---
name: ci-monitor
description: Check GitHub CI status on main branch and open PRs. Fix simple failures directly via mbe agent run, create issues for complex ones. Monitors agent-created PRs for failing checks. Invoke with /ci-monitor.
user-invocable: true
---

# CI Monitor

Monitor GitHub Actions CI health and respond to failures. Fixes simple issues automatically, escalates complex ones to the issue queue.

## Workflow

### Step 1: Check Main Branch CI

```bash
gh run list --branch main --limit 5 --json status,conclusion,databaseId,headBranch,name,createdAt
```

Examine the results:
- If all 5 runs have `conclusion: "success"` → **main is healthy**, proceed to Step 3
- If any run has `conclusion: "failure"` → proceed to Step 2

### Step 2: Diagnose Failure

For each failed run:

```bash
gh run view <databaseId> --log-failed 2>&1 | head -200
```

#### 2a: Check for Existing Fix

```bash
gh issue list --label "ci-fix" --state open --search "<error keyword>" --json number,title
```

If an open `ci-fix` issue already exists for this failure, **skip it** — it is already being tracked.

#### 2b: Classify the Failure

**Simple failures** (auto-fixable):
- Lint errors (`eslint`, `prettier`)
- Type errors (`tsc`, missing imports, wrong types)
- Missing Prisma client generation (`prisma generate`)
- Test failures with obvious fixes (snapshot updates, assertion mismatches from recent changes)

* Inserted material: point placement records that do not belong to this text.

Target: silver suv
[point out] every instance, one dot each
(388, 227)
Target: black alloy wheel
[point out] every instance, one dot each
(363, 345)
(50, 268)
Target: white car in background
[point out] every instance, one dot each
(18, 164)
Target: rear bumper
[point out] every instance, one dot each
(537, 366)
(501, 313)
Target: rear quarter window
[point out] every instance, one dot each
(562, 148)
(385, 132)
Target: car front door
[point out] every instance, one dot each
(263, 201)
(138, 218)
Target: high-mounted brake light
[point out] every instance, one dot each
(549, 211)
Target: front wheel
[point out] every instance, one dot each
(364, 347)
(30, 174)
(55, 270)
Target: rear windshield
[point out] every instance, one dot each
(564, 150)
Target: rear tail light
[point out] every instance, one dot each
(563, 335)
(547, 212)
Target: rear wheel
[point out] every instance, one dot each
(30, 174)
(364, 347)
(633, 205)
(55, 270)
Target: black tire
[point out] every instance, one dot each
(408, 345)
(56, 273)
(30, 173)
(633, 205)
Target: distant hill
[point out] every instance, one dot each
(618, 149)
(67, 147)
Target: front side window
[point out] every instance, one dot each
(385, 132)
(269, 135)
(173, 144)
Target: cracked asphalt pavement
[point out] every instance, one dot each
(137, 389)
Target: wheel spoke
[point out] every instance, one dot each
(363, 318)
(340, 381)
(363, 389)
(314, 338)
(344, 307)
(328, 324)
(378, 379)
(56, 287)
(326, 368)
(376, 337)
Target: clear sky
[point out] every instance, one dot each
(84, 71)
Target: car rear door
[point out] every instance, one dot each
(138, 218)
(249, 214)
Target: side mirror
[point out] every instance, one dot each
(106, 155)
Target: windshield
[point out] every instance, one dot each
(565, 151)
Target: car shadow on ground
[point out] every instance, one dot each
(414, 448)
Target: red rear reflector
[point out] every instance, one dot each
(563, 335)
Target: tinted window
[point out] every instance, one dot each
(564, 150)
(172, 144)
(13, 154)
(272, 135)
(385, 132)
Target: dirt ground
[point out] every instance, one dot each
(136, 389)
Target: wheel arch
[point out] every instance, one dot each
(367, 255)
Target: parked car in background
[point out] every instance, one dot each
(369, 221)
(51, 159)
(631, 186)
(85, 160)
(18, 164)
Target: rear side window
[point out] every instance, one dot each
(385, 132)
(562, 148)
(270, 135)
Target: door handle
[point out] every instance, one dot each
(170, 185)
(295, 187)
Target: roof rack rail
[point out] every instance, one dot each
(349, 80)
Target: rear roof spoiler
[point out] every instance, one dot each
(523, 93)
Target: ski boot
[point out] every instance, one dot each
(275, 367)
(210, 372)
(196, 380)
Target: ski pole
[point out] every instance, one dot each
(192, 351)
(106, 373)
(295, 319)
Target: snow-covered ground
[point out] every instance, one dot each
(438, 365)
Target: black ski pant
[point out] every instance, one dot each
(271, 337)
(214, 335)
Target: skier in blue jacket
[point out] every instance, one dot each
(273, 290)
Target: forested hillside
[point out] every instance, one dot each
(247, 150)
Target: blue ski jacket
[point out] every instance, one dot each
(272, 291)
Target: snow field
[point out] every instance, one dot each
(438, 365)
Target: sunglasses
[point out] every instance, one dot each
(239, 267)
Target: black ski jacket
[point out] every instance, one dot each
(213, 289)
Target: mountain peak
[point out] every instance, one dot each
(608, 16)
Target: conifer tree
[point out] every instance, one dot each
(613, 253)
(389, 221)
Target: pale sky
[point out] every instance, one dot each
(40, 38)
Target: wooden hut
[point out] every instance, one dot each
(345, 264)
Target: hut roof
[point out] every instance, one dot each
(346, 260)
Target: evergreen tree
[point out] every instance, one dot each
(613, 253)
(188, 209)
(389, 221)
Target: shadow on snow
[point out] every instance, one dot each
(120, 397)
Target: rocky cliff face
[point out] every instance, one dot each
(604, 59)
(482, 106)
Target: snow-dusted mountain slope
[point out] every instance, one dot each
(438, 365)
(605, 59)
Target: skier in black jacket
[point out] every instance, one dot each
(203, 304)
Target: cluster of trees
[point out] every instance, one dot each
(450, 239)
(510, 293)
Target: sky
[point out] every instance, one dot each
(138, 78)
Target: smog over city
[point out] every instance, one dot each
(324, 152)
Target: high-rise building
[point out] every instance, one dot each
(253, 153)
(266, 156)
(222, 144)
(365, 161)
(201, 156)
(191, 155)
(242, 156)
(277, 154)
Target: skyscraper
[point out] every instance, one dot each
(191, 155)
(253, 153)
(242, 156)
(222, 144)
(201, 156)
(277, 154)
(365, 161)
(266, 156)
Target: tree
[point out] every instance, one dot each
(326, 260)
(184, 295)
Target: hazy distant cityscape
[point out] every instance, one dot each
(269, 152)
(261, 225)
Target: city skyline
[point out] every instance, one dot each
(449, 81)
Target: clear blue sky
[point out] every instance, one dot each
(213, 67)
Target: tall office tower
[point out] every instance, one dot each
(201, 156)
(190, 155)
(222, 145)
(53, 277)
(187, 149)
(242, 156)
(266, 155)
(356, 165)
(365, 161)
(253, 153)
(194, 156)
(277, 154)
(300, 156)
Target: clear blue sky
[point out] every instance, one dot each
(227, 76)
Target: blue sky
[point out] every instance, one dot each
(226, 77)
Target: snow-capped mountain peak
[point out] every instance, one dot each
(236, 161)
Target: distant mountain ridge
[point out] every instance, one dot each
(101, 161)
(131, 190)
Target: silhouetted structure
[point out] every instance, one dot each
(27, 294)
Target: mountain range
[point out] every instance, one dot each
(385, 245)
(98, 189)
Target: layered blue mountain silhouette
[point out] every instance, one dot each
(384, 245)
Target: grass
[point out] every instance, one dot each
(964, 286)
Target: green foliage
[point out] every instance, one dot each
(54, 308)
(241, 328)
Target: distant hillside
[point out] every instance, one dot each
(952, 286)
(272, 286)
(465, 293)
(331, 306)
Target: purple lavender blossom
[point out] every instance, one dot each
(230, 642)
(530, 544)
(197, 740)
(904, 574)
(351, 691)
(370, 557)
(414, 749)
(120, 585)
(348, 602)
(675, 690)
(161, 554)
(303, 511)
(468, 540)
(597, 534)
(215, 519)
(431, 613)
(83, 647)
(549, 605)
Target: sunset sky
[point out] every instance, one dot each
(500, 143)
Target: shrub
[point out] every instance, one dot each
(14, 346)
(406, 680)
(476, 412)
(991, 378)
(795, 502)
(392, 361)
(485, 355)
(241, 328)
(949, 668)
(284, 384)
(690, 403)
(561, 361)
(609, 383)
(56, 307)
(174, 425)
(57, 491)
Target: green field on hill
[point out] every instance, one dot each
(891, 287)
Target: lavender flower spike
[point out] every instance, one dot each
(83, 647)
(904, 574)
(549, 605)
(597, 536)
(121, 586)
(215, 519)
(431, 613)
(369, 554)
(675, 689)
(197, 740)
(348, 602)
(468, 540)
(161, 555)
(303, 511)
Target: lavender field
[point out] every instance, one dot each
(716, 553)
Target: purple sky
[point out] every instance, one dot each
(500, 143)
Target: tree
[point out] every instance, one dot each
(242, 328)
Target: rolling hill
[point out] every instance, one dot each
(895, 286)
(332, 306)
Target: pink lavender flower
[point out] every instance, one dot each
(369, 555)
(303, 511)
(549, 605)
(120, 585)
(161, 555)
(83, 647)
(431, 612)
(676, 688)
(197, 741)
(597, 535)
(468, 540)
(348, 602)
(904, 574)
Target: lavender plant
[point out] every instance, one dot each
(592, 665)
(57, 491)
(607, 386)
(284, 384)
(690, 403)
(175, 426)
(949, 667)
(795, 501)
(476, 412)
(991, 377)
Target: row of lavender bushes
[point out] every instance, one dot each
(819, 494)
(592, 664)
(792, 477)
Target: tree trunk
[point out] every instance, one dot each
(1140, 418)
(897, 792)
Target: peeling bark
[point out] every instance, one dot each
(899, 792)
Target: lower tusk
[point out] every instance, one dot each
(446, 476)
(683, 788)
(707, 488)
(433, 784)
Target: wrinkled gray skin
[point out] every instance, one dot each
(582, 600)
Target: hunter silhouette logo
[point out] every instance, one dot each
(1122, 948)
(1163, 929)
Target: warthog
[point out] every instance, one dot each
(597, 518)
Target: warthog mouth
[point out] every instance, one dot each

**Complex failures** (escalate to issue):
- Flaky tests (passes on retry)
- Infrastructure failures (Docker, database connectivity)
- Multi-file refactoring needed
- Dependency conflicts

#### 2c: Auto-Fix Simple Failures

```bash
mbe agent run "Fix CI failure: <concise description of error from logs>" --max-budget 0.50
```

The agent will create a PR with the fix. After completion:

```bash
# Verify the fix by checking if CI passes on the new PR
gh pr checks <PR_NUMBER> --watch --fail-fast
```

#### 2d: Escalate Complex Failures

```bash
gh issue create \
  --title "[CI] <failure type>: <brief description>" \
  --label "ci-fix" --label "ready" \
  --body "## CI Failure

**Workflow**: <workflow name>
**Run**: <run URL>
**Branch**: main

## Error Log

\`\`\`
<relevant error output, truncated to key lines>
\`\`\`

## Analysis

<brief analysis of what went wrong and potential fix approaches>

---
*Created by automated CI monitor on $(date +%Y-%m-%d)*"
```

### Step 3: Check Open PR Health

```bash
gh pr list --state open --json number,title,headRefName,statusCheckRollup --limit 10
```

For each open PR:

1. Check if any status checks are failing
2. Focus on PRs created by the agent (branch names starting with `agent/`)

```bash
# For each PR with failing checks:
gh pr checks <NUMBER> --json name,state,conclusion --jq '.[] | select(.conclusion == "FAILURE")'
```

If an agent-created PR has failing checks:

```bash
# Get the failure details
gh pr checks <NUMBER> --json name,state,conclusion

# Attempt a fix on the PR branch
mbe agent run "Fix failing CI checks on PR #<NUMBER>: <failure description>" --max-budget 0.50
```

### Step 4: Report Status

If any actions were taken (fixes attempted, issues created), provide a brief summary.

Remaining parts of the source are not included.